Bundeskanzler Gerhard Schröder (SPD) und Russlands Präsident Wladimir Putin befürworten nach Angaben von Regierungssprecher Thomas Steg eine stärkere Rolle der Vereinten Nationen (Uno) im Irak. Im SPD-Parteirat schloss Schröder nach Teilnehmerangaben ein militärisches Engagement Deutschlands im Irak aus.

Reuters BERLIN. In einem Telefonat seien sich Schröder und Putin einig gewesen, dass eine stärkere Rolle der Uno für die Stabilisierung und den Wiederaufbau des Irak hilfreich wäre, sagte Steg am Montag in Berlin.
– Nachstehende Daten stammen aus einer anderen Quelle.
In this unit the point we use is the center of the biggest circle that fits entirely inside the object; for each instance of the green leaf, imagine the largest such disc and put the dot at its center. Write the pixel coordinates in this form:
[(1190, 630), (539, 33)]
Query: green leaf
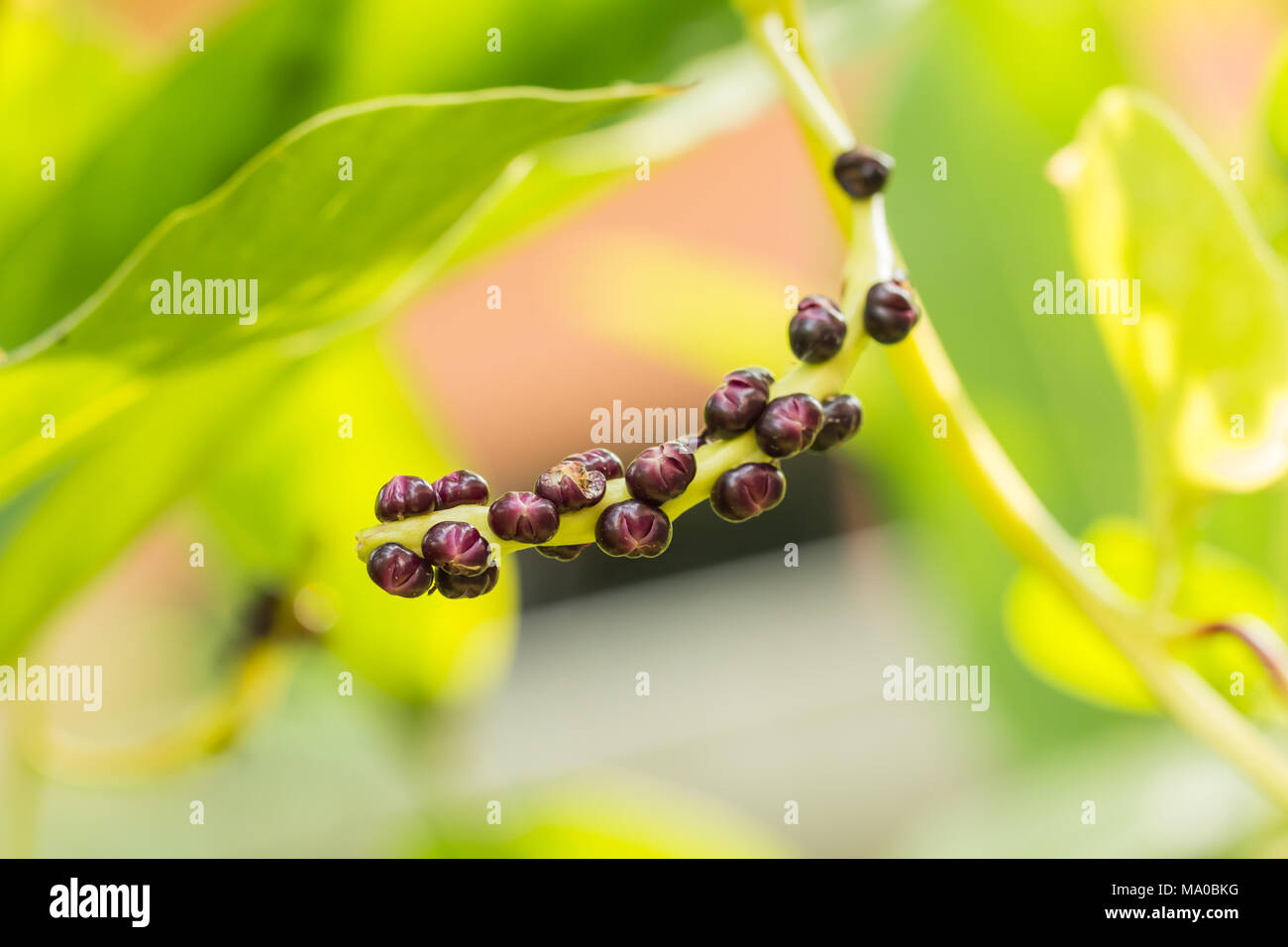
[(1207, 361), (327, 254), (593, 818), (262, 73), (292, 488), (102, 499), (1276, 105), (1061, 646)]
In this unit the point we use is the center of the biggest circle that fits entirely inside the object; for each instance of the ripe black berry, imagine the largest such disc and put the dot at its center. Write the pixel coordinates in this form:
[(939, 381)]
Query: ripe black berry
[(467, 586), (816, 331), (459, 488), (562, 553), (735, 405), (747, 491), (599, 459), (889, 313), (571, 486), (789, 424), (661, 474), (404, 496), (862, 171), (523, 517), (634, 530), (399, 571), (752, 373), (456, 548), (841, 419)]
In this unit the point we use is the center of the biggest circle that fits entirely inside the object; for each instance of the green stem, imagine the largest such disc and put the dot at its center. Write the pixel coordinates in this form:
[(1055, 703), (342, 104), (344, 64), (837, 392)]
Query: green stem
[(1004, 496), (863, 268)]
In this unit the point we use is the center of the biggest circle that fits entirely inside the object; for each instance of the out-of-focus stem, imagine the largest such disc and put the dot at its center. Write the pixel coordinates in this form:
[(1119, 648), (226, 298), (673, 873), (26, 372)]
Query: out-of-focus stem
[(999, 489)]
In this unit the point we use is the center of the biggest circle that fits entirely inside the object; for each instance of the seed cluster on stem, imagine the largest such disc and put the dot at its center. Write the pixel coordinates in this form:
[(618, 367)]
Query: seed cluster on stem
[(754, 421)]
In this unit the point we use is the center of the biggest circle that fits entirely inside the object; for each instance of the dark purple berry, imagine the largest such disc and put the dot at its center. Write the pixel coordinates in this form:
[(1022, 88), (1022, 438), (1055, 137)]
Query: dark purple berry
[(842, 414), (862, 171), (816, 331), (467, 586), (789, 424), (747, 491), (634, 530), (889, 313), (661, 474), (459, 488), (404, 496), (456, 548), (562, 553), (734, 406), (570, 484), (599, 459), (523, 517), (399, 571), (755, 375)]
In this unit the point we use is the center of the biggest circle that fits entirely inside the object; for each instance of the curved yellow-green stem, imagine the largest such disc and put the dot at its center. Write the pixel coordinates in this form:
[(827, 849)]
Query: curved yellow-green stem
[(996, 487)]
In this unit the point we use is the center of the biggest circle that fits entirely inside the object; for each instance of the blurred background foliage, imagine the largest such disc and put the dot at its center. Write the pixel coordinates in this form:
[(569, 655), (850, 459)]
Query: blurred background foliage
[(640, 291)]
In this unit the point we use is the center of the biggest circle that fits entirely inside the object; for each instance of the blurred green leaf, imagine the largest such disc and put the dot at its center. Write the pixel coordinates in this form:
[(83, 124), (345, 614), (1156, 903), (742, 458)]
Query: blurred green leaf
[(184, 129), (1061, 646), (95, 105), (1206, 356), (327, 254), (94, 505), (593, 818), (1276, 105), (292, 489)]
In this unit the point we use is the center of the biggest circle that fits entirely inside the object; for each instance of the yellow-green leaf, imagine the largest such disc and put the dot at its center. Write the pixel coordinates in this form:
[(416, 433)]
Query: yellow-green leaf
[(1206, 351), (301, 476), (1061, 644)]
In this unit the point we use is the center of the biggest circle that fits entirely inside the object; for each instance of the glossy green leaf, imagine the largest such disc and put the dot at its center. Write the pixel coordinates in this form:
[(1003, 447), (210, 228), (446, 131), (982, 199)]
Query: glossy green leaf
[(1276, 105), (94, 505), (300, 476), (167, 137), (326, 254), (1206, 350), (1060, 644)]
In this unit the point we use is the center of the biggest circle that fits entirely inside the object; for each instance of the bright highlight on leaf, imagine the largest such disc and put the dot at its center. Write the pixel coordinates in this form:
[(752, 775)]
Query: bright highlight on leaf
[(1206, 354), (1064, 647), (424, 165)]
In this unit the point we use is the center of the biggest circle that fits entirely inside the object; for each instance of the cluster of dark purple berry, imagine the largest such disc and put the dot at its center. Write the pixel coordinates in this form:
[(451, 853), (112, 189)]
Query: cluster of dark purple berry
[(460, 562)]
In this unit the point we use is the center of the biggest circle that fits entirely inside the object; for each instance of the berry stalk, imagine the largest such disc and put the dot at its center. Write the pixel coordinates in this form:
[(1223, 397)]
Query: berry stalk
[(578, 527), (997, 488)]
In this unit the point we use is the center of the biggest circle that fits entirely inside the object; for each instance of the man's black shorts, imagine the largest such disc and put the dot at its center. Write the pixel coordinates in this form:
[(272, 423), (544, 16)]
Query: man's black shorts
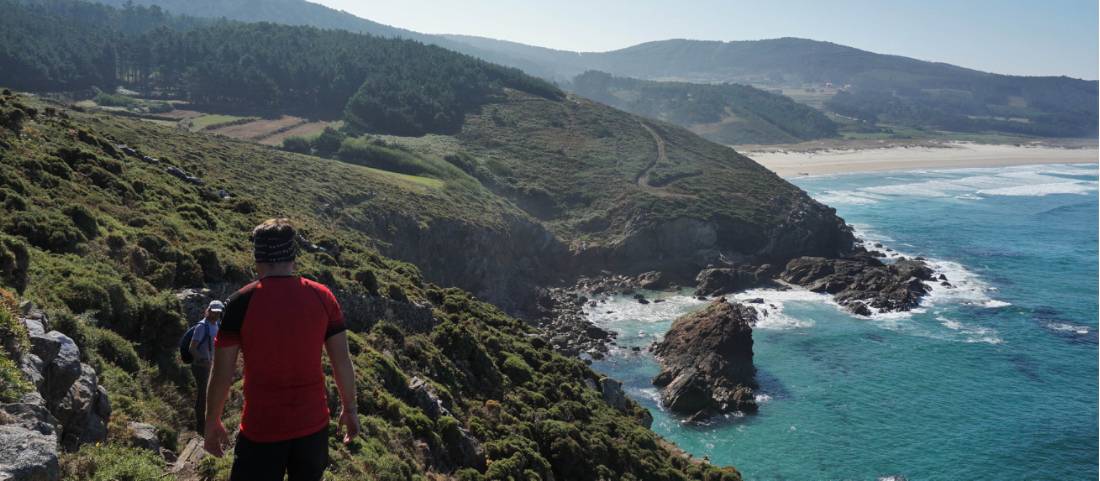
[(300, 459)]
Beide hätten sich ausdrücklich dafür ausgesprochen, dass sich die Staaten, die einen Beitrag zum Wiederaufbau und zur Stabilisierung leisten wollten, auf eine Strategie verständigten. Das könne in Vorbereitung einer Uno-Resolution geschehen und müsse klären, welche Rolle die Uno spielen solle und wie die verschiedenen Völkergruppen und Nachbarstaaten Iraks eingebunden werden könnten.

Putin hatte am Wochenende bei einem Italien-Besuch erklärt, Russland würde die Entsendung einer internationalen Truppe unter Uno-Mandat nach Irak auch unter US-Kommando unterstützen. Ob sich Russland an einer solchen Truppe beteiligen würde, ließ er offen.
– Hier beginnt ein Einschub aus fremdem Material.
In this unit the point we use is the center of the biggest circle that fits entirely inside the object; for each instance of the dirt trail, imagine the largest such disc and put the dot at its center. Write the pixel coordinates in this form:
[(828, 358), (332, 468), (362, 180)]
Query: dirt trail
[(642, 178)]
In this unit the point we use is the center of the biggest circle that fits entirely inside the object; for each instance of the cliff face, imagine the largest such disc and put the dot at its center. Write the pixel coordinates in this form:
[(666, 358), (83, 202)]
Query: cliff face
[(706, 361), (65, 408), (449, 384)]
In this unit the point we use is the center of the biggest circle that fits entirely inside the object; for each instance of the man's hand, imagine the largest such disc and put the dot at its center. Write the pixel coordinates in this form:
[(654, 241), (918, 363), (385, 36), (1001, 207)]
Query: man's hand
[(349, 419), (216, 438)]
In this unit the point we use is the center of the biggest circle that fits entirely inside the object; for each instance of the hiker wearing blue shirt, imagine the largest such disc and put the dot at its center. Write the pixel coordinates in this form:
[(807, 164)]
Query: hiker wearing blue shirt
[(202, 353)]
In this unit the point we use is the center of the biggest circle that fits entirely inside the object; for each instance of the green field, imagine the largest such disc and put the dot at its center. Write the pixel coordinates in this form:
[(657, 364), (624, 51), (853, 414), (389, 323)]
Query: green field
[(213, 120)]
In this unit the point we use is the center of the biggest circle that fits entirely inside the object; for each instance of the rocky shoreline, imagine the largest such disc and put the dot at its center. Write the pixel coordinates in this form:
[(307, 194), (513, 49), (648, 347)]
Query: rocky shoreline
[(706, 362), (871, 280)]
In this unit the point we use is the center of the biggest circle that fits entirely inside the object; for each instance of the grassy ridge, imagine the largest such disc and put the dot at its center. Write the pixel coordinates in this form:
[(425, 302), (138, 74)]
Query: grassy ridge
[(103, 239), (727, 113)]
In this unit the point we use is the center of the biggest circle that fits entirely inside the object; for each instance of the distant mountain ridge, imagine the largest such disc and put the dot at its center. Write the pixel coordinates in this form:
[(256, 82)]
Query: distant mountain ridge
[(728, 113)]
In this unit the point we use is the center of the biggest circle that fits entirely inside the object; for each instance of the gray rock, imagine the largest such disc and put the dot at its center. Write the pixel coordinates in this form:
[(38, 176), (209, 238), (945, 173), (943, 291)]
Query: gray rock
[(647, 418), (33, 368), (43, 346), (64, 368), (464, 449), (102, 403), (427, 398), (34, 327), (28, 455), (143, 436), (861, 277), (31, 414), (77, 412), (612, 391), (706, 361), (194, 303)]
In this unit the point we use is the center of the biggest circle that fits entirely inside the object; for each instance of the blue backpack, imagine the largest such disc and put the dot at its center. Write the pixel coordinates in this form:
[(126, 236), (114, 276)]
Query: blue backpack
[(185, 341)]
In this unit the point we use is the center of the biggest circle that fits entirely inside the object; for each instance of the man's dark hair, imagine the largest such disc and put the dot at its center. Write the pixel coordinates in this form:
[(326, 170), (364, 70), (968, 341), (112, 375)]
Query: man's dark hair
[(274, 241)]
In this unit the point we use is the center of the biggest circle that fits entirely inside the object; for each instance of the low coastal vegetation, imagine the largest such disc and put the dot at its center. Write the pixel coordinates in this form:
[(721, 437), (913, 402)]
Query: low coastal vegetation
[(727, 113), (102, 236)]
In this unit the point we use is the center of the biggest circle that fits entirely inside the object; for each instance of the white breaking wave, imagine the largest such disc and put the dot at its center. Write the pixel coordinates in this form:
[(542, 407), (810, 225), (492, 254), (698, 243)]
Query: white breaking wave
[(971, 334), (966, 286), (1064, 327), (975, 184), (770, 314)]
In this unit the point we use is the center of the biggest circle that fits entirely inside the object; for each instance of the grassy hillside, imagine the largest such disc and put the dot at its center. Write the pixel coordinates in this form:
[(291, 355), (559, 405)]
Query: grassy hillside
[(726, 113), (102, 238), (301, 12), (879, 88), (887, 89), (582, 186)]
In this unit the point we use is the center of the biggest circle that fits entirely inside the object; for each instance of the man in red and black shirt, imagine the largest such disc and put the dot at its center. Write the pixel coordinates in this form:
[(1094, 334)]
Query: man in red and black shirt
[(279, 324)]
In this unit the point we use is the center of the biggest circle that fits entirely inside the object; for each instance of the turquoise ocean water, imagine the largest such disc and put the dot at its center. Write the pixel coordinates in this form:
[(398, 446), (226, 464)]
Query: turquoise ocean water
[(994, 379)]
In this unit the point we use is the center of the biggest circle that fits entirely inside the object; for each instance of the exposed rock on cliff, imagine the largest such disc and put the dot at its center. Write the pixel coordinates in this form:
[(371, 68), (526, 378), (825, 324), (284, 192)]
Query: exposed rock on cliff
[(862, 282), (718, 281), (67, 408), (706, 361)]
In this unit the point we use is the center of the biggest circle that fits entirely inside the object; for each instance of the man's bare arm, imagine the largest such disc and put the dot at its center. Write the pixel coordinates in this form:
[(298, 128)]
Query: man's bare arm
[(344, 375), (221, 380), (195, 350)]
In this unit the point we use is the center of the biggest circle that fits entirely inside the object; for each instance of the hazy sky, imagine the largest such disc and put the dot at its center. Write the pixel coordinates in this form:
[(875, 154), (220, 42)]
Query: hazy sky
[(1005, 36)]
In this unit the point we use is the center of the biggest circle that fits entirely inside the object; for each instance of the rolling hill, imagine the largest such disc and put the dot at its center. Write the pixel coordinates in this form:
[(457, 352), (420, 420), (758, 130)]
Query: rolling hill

Debatte über Bundeswehreinsatz

Der Vorsitzende des SPD-Parteirates, Rüdiger Fikentscher, sagte, Schröder habe in dem Gremium klar gemacht, dass sich Deutschland nicht mit Truppen im Irak engagieren werde. „Der Bundeskanzler hat das ausgeschlossen“, sagte Fikentscher. Regierungssprecher Steg sagte, die Bundesregierung habe keine Pläne, sich militärisch im Irak zu engagieren.
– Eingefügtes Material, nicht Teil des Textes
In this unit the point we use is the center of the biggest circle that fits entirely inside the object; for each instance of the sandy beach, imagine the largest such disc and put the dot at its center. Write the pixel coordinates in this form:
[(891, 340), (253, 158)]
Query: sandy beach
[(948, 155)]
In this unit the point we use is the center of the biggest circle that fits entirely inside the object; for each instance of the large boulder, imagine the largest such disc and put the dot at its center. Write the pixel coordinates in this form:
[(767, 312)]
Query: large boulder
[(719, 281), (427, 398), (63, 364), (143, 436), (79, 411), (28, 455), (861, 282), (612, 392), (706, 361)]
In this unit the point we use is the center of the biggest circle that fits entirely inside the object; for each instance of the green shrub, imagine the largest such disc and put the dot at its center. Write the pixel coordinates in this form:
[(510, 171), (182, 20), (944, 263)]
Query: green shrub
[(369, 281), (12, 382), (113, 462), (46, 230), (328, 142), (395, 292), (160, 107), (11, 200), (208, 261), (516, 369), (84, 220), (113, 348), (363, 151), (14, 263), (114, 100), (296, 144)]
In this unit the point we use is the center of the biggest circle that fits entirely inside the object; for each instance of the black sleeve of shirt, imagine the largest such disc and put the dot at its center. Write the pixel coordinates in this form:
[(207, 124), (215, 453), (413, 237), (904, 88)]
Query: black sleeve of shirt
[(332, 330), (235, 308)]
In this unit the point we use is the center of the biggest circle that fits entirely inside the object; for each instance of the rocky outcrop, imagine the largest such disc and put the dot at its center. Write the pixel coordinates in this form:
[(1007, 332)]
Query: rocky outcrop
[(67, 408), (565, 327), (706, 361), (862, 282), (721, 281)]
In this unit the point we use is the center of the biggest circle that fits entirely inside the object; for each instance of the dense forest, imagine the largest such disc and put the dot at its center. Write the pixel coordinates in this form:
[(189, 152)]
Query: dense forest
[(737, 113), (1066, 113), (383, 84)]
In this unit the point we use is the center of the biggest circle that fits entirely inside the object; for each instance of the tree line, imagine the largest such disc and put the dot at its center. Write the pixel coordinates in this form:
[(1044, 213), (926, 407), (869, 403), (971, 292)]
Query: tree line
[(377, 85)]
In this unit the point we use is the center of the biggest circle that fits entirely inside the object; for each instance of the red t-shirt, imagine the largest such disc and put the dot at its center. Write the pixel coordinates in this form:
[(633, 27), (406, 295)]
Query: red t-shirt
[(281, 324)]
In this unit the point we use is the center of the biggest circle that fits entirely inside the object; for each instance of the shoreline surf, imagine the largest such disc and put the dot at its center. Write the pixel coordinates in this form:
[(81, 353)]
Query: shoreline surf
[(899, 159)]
Am Wochenende hatte die Grünen-Vorsitzende Angelika Beer erklärt, die Bundesregierung müsse einen Einsatz der Bundeswehr im Fall einer Anfrage der Uno prüfen. „Wenn es ein klares Uno-Mandat gibt und die Vereinten Nationen die Federführung übernehmen, muss auch Deutschland überprüfen, inwieweit es eine Befriedung des Irak politisch und militärisch unterstützen kann.“ Auch der stellvertretende Unions-Fraktionsvorsitzende Wolfgang Schäuble (CDU) befürwortete, gegebenenfalls deutsche Soldaten unter Uno-Mandat in den Irak zu entsenden.

Beers Kollege im Parteivorsitz, Bütikofer, stellte am Montag jedoch klar, dass er nicht mit einem Einsatz deutscher Soldaten rechne. „Die Frage des Einsatzes deutscher Truppen im Irak stellt sich derzeit nicht und - um es mal vornehm auszudrücken - soweit ich sehen kann, wird sie sich auch in Zukunft nicht stellen“, sagte Bütikofer nach einer Sitzung des Bundesvorstandes. Das sei die gemeinsame Position mit Beer. In der Diskussion im Parteivorstand habe Beer auch gesagt, „dass sie erwartet, wenn es zu einer Anfrage wegen einer militärischen Beteiligung kommen würde, (...) dass die Prüfung einer solchen Frage negativ ausfällt“.